In der Vergangenheit seien steigende Kosten sehr zügig an die Verbraucher weitergegeben worden. Umfeldbedingt sinkende Kosten hätten sich dagegen oft verzögert in niedrigeren Preisen niedergeschlagen. Dies sehe das Kartellamt kritisch. Mundt betonte, er erwarte nun „eine zügige Weitergabe der Entlastung“.
Spritpreise nach Iran-Krieg stark gestiegen
Auslöser der jüngsten Preissprünge war der Iran‑Konflikt, in dessen Verlauf der Iran eine für den Öltransport zentrale Meerenge Richtung Oman blockierte. In der Folge verteuerten sich Benzin und Diesel deutlich – mit spürbaren Auswirkungen für Autofahrer in Deutschland.
Der bundesweite Tagesdurchschnittspreis für Diesel erreichte zwischenzeitlich 2,447 Euro je Liter. Das waren 70 Cent mehr als vor Ausbruch des Krieges und der bislang höchste Wert. Superbenzin der Sorte E10 näherte sich mit bis zu 2,192 Euro je Liter dem bisherigen Rekordniveau aus dem Jahr 2022. Zwischenzeitlich lag der Preis gut 41 Cent über dem Niveau vor Kriegsbeginn.
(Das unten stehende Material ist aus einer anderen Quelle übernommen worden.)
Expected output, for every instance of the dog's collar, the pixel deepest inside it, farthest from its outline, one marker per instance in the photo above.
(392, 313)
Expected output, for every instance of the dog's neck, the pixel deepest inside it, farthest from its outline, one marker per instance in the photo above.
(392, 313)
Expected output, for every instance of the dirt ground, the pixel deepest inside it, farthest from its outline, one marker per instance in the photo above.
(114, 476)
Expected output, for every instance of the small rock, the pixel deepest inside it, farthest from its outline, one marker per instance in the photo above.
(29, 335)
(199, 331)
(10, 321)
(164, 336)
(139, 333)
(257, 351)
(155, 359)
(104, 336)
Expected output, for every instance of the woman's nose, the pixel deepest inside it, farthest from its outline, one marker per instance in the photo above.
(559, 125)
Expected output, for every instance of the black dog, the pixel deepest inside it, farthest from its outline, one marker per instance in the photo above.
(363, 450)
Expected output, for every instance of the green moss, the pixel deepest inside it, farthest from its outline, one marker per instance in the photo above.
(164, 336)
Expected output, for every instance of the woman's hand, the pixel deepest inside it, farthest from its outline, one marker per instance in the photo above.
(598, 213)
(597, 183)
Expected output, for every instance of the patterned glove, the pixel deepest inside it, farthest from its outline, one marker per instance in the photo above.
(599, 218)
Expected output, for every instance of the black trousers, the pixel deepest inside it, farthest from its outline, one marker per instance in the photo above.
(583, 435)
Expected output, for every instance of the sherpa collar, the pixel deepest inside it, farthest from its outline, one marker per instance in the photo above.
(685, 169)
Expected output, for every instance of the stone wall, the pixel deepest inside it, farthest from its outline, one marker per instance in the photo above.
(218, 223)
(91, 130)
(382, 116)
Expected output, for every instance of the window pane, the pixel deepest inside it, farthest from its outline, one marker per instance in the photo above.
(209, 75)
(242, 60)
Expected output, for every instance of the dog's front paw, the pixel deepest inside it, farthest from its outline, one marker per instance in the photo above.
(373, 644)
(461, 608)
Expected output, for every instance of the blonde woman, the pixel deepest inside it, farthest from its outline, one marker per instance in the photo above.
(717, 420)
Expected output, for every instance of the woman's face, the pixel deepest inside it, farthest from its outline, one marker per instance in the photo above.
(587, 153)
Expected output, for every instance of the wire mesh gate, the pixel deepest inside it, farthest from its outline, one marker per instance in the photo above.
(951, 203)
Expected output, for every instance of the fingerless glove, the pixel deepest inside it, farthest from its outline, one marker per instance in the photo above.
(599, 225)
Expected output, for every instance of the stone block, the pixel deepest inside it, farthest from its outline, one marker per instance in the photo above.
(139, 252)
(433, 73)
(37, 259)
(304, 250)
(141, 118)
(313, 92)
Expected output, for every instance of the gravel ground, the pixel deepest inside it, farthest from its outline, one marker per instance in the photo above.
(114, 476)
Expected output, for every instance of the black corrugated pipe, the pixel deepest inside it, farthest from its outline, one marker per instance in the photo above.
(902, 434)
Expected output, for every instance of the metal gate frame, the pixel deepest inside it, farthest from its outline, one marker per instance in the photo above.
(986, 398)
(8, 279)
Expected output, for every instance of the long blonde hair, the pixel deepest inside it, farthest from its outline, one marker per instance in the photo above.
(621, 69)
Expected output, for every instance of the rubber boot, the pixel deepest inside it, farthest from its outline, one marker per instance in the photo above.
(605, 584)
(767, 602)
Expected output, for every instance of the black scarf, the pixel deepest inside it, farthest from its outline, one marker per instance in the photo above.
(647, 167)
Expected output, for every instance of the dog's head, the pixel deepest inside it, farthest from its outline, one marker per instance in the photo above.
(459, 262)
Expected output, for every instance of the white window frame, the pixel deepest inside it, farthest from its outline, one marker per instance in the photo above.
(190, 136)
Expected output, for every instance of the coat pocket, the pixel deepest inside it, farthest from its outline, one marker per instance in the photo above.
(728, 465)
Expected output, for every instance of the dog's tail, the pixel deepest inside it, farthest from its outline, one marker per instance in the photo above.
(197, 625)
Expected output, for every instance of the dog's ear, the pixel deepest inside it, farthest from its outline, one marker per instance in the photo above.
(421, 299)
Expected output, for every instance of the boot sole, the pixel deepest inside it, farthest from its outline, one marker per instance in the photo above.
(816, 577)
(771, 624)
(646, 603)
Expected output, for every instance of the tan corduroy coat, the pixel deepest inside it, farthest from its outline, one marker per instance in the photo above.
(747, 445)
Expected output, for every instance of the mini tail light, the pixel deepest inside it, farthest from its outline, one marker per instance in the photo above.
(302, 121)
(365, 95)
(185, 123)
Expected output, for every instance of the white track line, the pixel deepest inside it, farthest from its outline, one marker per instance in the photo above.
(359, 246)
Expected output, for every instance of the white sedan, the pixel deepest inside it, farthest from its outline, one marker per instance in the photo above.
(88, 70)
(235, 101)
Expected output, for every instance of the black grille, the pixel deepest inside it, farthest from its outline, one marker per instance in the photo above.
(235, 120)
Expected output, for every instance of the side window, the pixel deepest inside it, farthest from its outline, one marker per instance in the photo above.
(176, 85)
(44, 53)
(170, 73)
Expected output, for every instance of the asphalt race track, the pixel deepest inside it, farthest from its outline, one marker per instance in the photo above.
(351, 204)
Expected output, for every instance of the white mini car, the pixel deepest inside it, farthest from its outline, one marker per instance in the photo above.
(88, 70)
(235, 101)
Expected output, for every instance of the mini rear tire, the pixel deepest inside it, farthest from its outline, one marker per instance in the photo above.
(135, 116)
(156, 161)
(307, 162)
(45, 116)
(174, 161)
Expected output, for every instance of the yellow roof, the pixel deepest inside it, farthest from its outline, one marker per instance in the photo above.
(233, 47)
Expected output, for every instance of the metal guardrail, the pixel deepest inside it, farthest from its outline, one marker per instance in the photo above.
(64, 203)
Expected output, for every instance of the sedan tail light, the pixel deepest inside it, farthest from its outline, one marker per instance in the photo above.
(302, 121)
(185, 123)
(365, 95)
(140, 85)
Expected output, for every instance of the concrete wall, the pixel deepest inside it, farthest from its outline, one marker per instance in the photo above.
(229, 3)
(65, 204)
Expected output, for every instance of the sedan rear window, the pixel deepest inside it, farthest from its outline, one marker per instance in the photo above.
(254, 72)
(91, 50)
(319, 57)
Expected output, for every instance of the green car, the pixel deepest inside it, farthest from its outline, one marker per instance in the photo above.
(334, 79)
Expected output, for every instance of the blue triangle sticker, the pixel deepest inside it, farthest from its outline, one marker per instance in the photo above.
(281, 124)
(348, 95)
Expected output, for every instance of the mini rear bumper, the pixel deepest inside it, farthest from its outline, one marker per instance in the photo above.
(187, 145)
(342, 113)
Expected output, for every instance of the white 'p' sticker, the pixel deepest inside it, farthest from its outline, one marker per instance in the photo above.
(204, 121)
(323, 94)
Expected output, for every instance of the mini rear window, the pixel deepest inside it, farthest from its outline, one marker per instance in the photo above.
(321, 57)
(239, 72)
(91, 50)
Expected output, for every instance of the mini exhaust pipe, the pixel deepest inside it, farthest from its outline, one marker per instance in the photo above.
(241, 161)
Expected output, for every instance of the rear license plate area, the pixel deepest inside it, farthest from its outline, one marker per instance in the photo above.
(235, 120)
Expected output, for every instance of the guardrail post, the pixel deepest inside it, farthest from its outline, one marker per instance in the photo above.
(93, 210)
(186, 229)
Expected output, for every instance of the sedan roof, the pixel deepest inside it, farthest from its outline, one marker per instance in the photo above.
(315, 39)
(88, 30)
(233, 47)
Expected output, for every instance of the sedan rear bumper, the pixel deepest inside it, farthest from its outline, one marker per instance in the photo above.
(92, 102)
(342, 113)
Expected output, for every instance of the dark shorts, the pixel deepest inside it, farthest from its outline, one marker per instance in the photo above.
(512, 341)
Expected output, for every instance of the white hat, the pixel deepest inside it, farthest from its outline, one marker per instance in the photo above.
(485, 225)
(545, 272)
Zuletzt verbilligten sich beide Kraftstoffe um rund drei Cent.
Kritik an asymmetrischer Preisentwicklung
Kartellamt erhält erweiterte Eingriffsrechte
Das Bundeskartellamt beobachtet die Mineralölbranche seit Jahren kritisch. Der Markt ist von wenigen großen Konzernen geprägt, die auf mehreren Stufen der Wertschöpfungskette stark vertreten sind, etwa bei Raffinerien.
Kürzlich wurde die Behörde mit zusätzlichen Befugnissen ausgestattet. Künftig müssen Unternehmen darlegen, dass Preissteigerungen sachlich gerechtfertigt sind. Zudem dürfen Tankstellen ihre Preise nur noch einmal pro Tag anheben. Ziel ist es, gegen überhöhte Spritpreise schneller einschreiten zu können.
Eingreifen nur bei Regelverstößen möglich
Verfahren bleiben langwierig
In einem Interview mit der Frankfurter Allgemeinen Sonntagszeitung wies Mundt darauf hin, dass kartellrechtliche Verfahren weiterhin viel Zeit in Anspruch nehmen. Zwar habe die Bundesregierung die Verfahren jüngst beschleunigt, indem betroffene Unternehmen nicht mehr mehrfach vor Gericht ziehen könnten. Dennoch blieben solche Verfahren langwierig.